En Israël, la plus grande usine du monde de dessalement d’eau de mer permet de donner à boire à 1,5 million de personnes. Un projet stratégique face à l’accroissement de la population.
Les marins de toutes les époques ont été confrontés au paradoxe: ne pas pouvoir utiliser l’élément principal de la mer pour assouvir leur premier besoin, s’hydrater. Mais l’hubris humaine a poussé les hommes à franchir cette énième limite dressée par la nature. Et nombre d’Icare de l’eau, sous la forme de stations de dessalement, sont nés pendant les dernières décennies dans les pays à la fois pauvres en eau douce et avancés technologiquement, où le réchauffement climatique rend le problème de la sécheresse de plus en plus brûlant.
La plus grande de ces usines se trouve depuis 2013 en Israël, où la capacité de donner à boire à une population qui ne cesse d’augmenter est un enjeu stratégique. Installée à 15 kilomètres au sud de Tel-Aviv, sur une surface de 10 hectares, Sorek peut traiter, au moyen de la technique de l’osmose inverse (SeaWater Reverse Osmosis, SWRO), 624.000 mètres cubes d’eau par jour, soit 150 millions de mètres cubes par an.

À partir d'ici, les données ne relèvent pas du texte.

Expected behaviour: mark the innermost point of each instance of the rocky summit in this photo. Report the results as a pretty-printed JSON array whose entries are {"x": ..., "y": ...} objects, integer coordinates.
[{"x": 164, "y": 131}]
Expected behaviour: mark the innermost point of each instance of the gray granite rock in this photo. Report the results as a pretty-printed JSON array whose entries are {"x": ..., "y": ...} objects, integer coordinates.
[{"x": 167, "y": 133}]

Un plan pour protéger la mer Morte
Sa construction, commencée en 2011, participe à la mise en oeuvre du plan de dessalement de l’eau de mer lancé en 2001 par le gouvernement israélien, afin de préserver le lac de Tibériade, principale ressource en eau douce du pays, et donc aussi la mer Morte qu’il alimente. La grande partie des sources d’eau douce étant concentrée dans le nord du pays, et l’urbanisation au long de la côte, le plan vise également à approvisionner plus rapidement les grandes villes – en trois heures, contre sept jours depuis le lac de Tibériade -, ainsi que la moitié méridionale du pays.
Les stations de dessalement d’Ashkelon, Palmachim, Hadera, Sorek, puis Ashdod fin 2015, ont donc l’une après l’autre vu le jour. De cette manière, en 2016, 75% de l’eau potable d’Israël devrait venir du dessalement de l’eau de mer, selon l’entreprise publique de l’eau Mekorot : à savoir 45 points de plus qu’en 2010. Sorek, à elle seule, en produit 20%, étanchant la soif de 1,5 million de gens.

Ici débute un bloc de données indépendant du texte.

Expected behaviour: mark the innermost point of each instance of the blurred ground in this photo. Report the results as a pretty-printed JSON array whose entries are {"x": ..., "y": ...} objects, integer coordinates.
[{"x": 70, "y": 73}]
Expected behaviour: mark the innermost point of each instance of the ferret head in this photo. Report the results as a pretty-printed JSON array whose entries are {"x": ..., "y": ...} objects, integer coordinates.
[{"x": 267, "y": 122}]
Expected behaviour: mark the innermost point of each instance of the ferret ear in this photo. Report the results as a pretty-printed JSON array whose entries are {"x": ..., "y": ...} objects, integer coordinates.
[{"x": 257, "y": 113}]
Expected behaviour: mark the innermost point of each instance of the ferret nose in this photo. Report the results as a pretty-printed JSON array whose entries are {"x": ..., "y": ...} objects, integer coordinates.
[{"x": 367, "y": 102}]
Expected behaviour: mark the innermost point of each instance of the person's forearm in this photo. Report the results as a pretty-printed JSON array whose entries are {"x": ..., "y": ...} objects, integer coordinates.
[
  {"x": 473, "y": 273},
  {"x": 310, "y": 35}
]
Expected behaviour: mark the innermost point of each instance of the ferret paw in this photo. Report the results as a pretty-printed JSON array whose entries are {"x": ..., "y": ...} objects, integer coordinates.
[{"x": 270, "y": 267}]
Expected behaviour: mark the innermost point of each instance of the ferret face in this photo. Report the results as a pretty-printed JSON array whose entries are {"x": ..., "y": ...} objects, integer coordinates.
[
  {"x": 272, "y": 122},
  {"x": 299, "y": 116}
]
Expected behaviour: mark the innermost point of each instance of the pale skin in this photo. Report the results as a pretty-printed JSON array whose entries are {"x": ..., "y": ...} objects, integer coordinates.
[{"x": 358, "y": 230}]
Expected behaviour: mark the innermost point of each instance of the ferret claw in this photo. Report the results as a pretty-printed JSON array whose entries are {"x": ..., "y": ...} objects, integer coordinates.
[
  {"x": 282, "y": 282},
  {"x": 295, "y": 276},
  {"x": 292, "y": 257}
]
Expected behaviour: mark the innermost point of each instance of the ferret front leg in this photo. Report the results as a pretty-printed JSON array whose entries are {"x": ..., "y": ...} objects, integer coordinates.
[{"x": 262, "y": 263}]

Une importante consommation énergétique
Conçue et gérée par IDE Technologies, société multinationale d’ingénierie israélienne, Sorek doit faire face à deux défis principaux : la consommation d’énergie et la préservation de l’environnement.
En effet, pomper l’eau de la mer au large de la côte à travers des tuyaux longs de 2,5 kilomètres et larges de 2,6 mètres, puis la filtrer sous haute pression au moyen de membranes plastiques, coûte 10 fois plus que de traiter celle du lac de Tibériade. L’énergie consommée, pour l’instant fournie par le réseau électrique alimenté essentiellement au pétrole et au gaz naturel, représente notamment 50% des frais – le reste dépendant de la main-d’oeuvre et du coût de l’infrastructure.

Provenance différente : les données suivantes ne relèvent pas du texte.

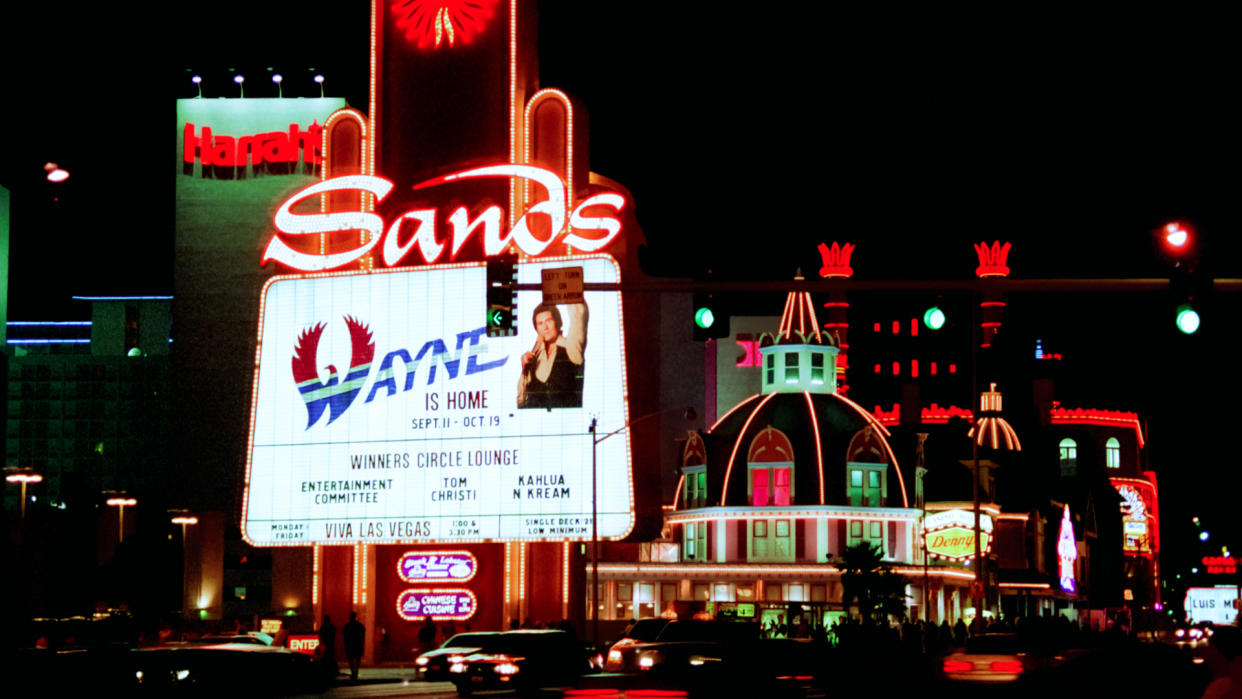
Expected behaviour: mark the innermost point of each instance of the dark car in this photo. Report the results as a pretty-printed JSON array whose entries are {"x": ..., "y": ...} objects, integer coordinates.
[
  {"x": 522, "y": 661},
  {"x": 434, "y": 664},
  {"x": 636, "y": 656},
  {"x": 247, "y": 669}
]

Si la production reste rentable, c’est grâce à la taille de la station, aux solutions techniques choisies, à des astuces de gestion (produire la nuit quand l’électricité est moins chère), ainsi qu’à la baisse des prix du pétrole. Mais aussi en raison de l’engagement du gouvernement israélien qui, afin d’assurer la compétitivité de l’eau produite par dessalement, a accepté d’acheter l’eau venant de Sorek pendant vingt-cinq ans à un prix minimum indexé. À plus long terme, des solutions plus économiques et moins émettrices de gaz à effet de serre sont à l’étude, comme l’utilisation de l’énergie du soleil, qui, potentiellement, ne manque pas en Israël mais est encore sous-développée (2% seulement de l’électricité) : dans quatre ans, 4 gigawatts de panneaux solaires dédiés aux usines de dessalement devraient être développés.
Une convention internationale pour protéger l’écosystème marin
Reste l’impact du dessalement de l’eau de mer sur l’environnement, même au-delà de la question des émissions de gaz à effet de serre produites. De fait, le procédé est pointé du doigt par nombre d’études en raison de ses potentiels dommages à l’écosystème marin. Même si aucune substance chimique n’est, selon IDE Technologies, utilisée à Sorek, dans l’eau aspirée nagent de nombreuses espèces vivantes, et, à la sortie, la saumure dérivée du traitement est anormalement chaude et concentrée en sel et autres minéraux. Elle doit donc être diluée avant d’être rejetée en mer. Le gérant de Sorek assure se conformer au droit international, notamment à la convention signée à Barcelone en 1976 pour la protection de la Méditerranée.